Consider a complex number (z=x+yj) in the "complex plane" to be a vector. The vertices of a triangle A, B, and C are given by the complex numbers 1+j, 2-j, and -1 respectively. Find the point that is equidistant to A, B, and C.

It is about vectors.. But nobody could explain it..?
z=x+yj is (x,y) and the points (1,1) , (2,-1) and (-1,0) respectively.





Let the distance be called D.





D^2 = (x -1)^2 + (y - 1)^2 ..(1)





D^2 = (x -2)^2 + (y +1)^2 ....(2)





D^2 = (x +1)^2 + y ^2 ....(3)





3 equations and 3 unknowns... Solve it simulteneously and you are done.
Reply:Here's a shot in the dark from a rusty math major.





In the complex plane, the distance between two points is equal the the magnitude of the difference of those two points.

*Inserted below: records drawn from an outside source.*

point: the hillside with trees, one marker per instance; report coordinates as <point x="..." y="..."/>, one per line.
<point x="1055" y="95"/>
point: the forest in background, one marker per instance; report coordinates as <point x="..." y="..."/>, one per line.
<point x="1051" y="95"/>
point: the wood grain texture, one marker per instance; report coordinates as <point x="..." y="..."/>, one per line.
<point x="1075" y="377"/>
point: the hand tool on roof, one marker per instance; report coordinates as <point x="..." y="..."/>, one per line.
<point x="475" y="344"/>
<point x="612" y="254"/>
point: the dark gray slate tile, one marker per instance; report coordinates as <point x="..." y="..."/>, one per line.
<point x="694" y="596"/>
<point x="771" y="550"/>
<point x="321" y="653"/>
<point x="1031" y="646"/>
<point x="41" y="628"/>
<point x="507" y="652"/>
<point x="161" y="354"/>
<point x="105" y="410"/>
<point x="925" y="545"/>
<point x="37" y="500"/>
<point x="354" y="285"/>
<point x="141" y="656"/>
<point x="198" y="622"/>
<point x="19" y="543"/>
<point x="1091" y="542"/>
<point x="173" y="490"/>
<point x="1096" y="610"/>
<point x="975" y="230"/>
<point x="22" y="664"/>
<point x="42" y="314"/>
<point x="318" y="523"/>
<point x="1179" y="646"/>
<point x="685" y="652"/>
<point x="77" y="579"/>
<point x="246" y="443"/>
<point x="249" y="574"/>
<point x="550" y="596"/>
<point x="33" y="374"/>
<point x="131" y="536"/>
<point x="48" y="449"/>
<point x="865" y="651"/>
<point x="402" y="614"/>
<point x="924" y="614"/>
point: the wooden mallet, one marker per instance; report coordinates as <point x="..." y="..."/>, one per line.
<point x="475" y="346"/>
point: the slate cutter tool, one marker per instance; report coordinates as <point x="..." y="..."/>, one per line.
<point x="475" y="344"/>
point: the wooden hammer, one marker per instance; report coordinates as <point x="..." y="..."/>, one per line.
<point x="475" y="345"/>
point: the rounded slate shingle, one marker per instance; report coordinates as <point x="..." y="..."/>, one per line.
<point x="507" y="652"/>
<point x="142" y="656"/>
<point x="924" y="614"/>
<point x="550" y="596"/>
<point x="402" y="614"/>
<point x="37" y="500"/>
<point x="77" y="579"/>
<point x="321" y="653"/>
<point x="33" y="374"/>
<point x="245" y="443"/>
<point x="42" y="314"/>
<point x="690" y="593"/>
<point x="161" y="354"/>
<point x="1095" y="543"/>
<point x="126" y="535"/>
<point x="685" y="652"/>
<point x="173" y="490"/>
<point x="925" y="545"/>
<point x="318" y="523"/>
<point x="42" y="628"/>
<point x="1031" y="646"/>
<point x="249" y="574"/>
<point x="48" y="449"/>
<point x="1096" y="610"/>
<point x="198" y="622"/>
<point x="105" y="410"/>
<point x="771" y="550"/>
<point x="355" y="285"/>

With that information, you can set up an general point X that is equidistant from all of the vertices.





You would end up with something like |A-X|=|B-X|=|C-X|





This should allow you to set up a system of linear equations with three equations and three unknowns, the distanct from the points, the real component of the point, and the imaginary component of the point.





Let me know if that works.